The Prime Minister also steadfastly insisted on distinguishing between Hamas and the civilians of Gaza, playing to a Western narrative that is a convenient fiction. Every poll indicates widespread support for Hamas among the Arabs of the land of Israel. That too was a grave error in the conduct of this war. The Shalit deal, forced on the government by mobs of protesters and their media inciters, was a monumental mistake that has led to the current imbroglio. Undoubtedly, all these decisions seemed reasonable, or at least plausible, at the time they were made, and it is impossible to foresee the consequences of choosing differently. Yet, we must, because these decisions were devastating to Israel’s security.

The continued tap-dancing around Rafiach is another blunder, as it would be extremely unlikely that the remaining four Hamas battalions are just sitting there waiting for our attack, as it is unlikely that the hostages are still there as well. For all we know, one out of every fifty tents in the Rafiach encampment contains a hostage, incarcerated by the same Gaza “civilians” for whom we must be show such great deference. After six months, we have no idea where they are and who is alive.
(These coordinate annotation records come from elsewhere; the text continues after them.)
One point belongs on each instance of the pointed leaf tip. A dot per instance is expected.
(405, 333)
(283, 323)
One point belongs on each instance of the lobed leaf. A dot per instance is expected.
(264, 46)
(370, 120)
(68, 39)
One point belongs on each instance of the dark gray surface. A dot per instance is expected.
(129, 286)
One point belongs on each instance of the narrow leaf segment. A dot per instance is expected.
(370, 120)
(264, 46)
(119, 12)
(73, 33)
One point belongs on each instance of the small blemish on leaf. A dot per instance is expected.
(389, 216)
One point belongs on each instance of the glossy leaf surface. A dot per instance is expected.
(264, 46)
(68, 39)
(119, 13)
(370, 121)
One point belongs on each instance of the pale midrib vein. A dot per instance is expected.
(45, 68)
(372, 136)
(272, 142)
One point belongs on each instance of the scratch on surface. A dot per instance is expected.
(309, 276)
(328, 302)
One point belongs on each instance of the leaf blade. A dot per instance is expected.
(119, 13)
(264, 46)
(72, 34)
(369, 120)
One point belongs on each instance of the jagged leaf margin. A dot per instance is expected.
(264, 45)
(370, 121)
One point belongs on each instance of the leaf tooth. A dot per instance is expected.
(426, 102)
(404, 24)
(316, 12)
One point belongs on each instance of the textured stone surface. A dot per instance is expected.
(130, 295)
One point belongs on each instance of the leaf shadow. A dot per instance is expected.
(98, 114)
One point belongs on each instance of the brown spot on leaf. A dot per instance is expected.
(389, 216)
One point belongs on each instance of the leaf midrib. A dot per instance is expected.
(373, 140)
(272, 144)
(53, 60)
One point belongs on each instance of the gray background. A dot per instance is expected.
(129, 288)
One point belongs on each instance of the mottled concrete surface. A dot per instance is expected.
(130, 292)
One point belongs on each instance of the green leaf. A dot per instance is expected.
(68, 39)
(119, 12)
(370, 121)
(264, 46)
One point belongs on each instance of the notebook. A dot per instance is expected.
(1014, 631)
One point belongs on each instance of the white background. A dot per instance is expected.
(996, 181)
These are all functions of leadership and in that Netanyahu must be perceived as lacking.

The problem is that you can’t beat something with nothing – and who in Israel’s political and military leadership is not guilty of the same mistakes, the same flawed conceptions? Gantz and Gallant, Eisenkot and Saar (who also unleashed on Israel the legal dictatorship of Gali Baharav-Miara, who should have been dismissed years ago), Lapid and Lieberman – who hasn’t proffered the same policies over the last twenty years? Who hasn’t suggested surrendering more of our land to the enemy or indulged the two-state illusion? Deri and Goldknopf – both of whom aspire only to leadership of their small segment of the population but not the nation as a whole? Who else will lead? That is Netanyahu’s greatest strength, despite his failings, and that has contributed in no small measure to his extraordinary political longevity.

Indeed, the two politicians who have been consistently correct in their statecraft have been Smotrich and Ben Gvir, now anathematized to Americans and much of the Israeli public for their resolute commitment to eternal values. They are not always right, but the more right they are, the more their enemies hate them. It was FDR who pleaded: “I ask you to judge me by the enemies I have made.” They, and Netanyahu, could assert the same sentiment.
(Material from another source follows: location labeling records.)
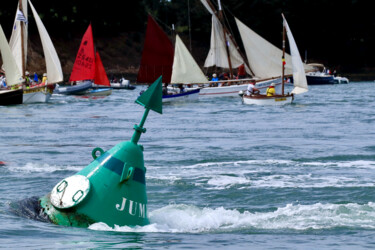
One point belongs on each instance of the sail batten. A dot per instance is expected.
(185, 69)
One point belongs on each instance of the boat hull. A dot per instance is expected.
(234, 89)
(11, 97)
(79, 89)
(320, 79)
(185, 96)
(277, 100)
(341, 80)
(100, 92)
(37, 95)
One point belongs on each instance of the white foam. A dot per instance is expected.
(271, 174)
(40, 167)
(191, 219)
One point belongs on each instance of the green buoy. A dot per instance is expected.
(112, 188)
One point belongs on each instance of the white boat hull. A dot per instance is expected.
(234, 89)
(341, 80)
(38, 95)
(267, 100)
(100, 92)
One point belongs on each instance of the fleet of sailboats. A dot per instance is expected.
(176, 65)
(159, 58)
(296, 67)
(18, 45)
(87, 70)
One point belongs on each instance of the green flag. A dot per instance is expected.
(152, 97)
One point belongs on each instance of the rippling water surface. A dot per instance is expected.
(220, 174)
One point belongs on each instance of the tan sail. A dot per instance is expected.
(185, 69)
(264, 58)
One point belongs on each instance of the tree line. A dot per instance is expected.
(336, 32)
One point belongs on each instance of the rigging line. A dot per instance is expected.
(189, 25)
(161, 23)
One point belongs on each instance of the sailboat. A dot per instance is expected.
(224, 53)
(100, 79)
(87, 69)
(10, 95)
(177, 66)
(298, 71)
(18, 45)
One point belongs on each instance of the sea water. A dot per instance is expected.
(220, 174)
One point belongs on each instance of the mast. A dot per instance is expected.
(22, 43)
(283, 61)
(225, 39)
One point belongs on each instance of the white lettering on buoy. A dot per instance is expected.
(135, 208)
(142, 210)
(131, 212)
(122, 205)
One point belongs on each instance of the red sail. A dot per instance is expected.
(84, 65)
(101, 77)
(157, 55)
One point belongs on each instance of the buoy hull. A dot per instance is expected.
(116, 194)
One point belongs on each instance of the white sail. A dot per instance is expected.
(15, 41)
(185, 69)
(205, 4)
(264, 58)
(299, 75)
(12, 73)
(218, 54)
(54, 70)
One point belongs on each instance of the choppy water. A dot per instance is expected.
(219, 174)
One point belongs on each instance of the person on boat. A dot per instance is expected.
(182, 89)
(36, 78)
(44, 79)
(165, 89)
(27, 79)
(241, 73)
(271, 90)
(251, 90)
(214, 79)
(223, 76)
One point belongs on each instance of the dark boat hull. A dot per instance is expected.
(78, 89)
(11, 97)
(320, 80)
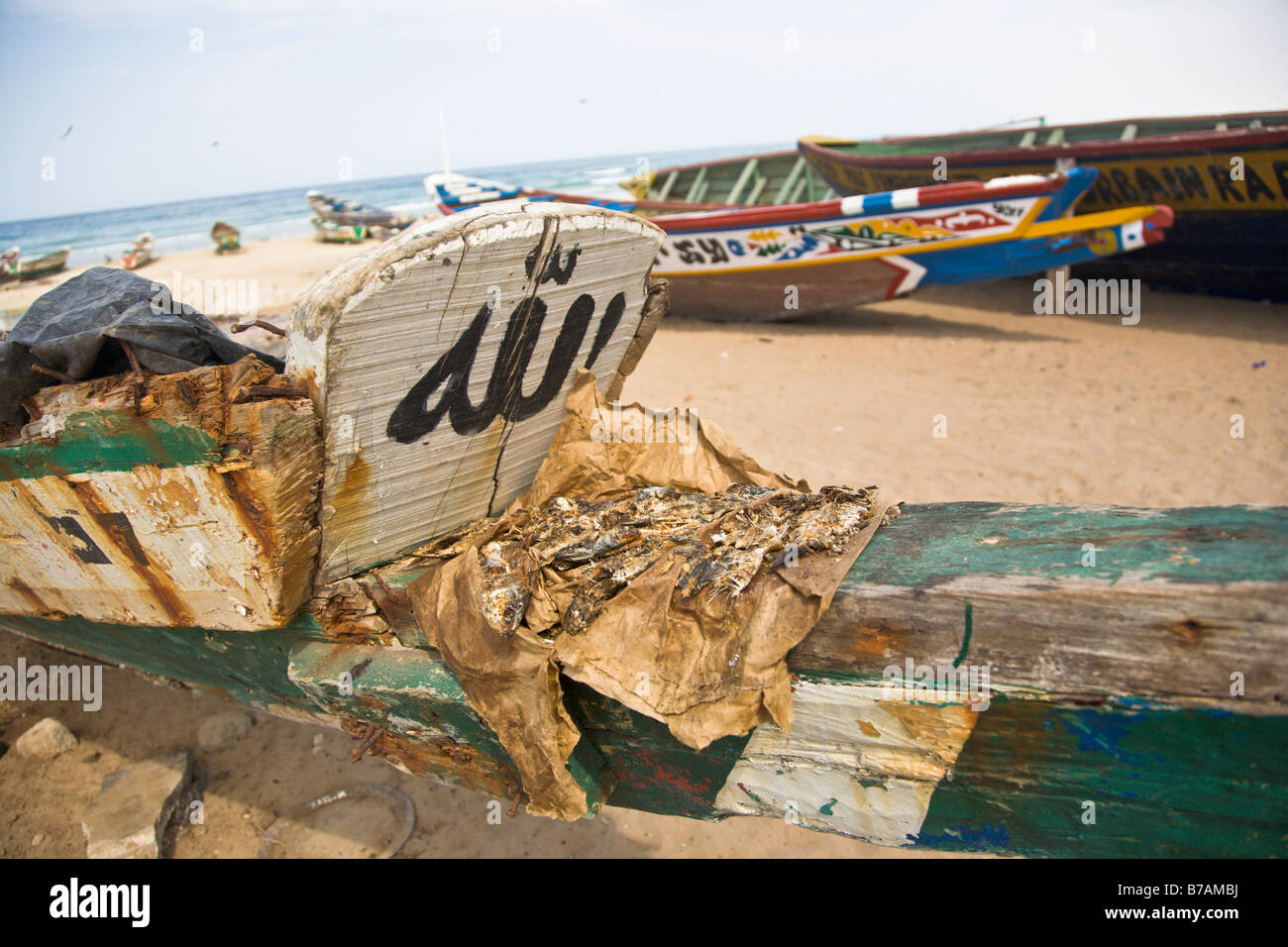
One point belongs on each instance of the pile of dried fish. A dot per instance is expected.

The great conservative William F. Buckley once declaimed: “I would rather be governed by the first 2,000 people in the telephone directory than by the Harvard University faculty.” On a similar note, there are moments when I think that I would rather be governed by 120 guys chosen randomly from Golani, or Givati, or Maglan, or Egoz, than the current 120 members of the Knesset. They would represent a very fair cross-section of society, hail from diverse backgrounds and profess different world views – and yet have learned to work together, constructively, productively, efficiently, harmoniously, and successfully, achieving the noblest and most meaningful goals amid sundry challenges and obstacles.

The good news is that the leadership crisis – not only in Israel but across the globe – is part of the Torah’s narrative of the end of days, when we realize that we look in vain to human beings whom we elect for our salvation. Rather, we look to Heaven, and pray for the arrival of His chosen one, the Moshiach, who will usher in an era of endless peace, uphold it through righteousness and justice (Yeshayahu 9:6), who will possess the spirit of wisdom and understanding, the spirit of counsel and might, the spirit of knowledge and of the fear of Hashem (ibid 11:2).

Let us be worthy of that day and prepare for that era.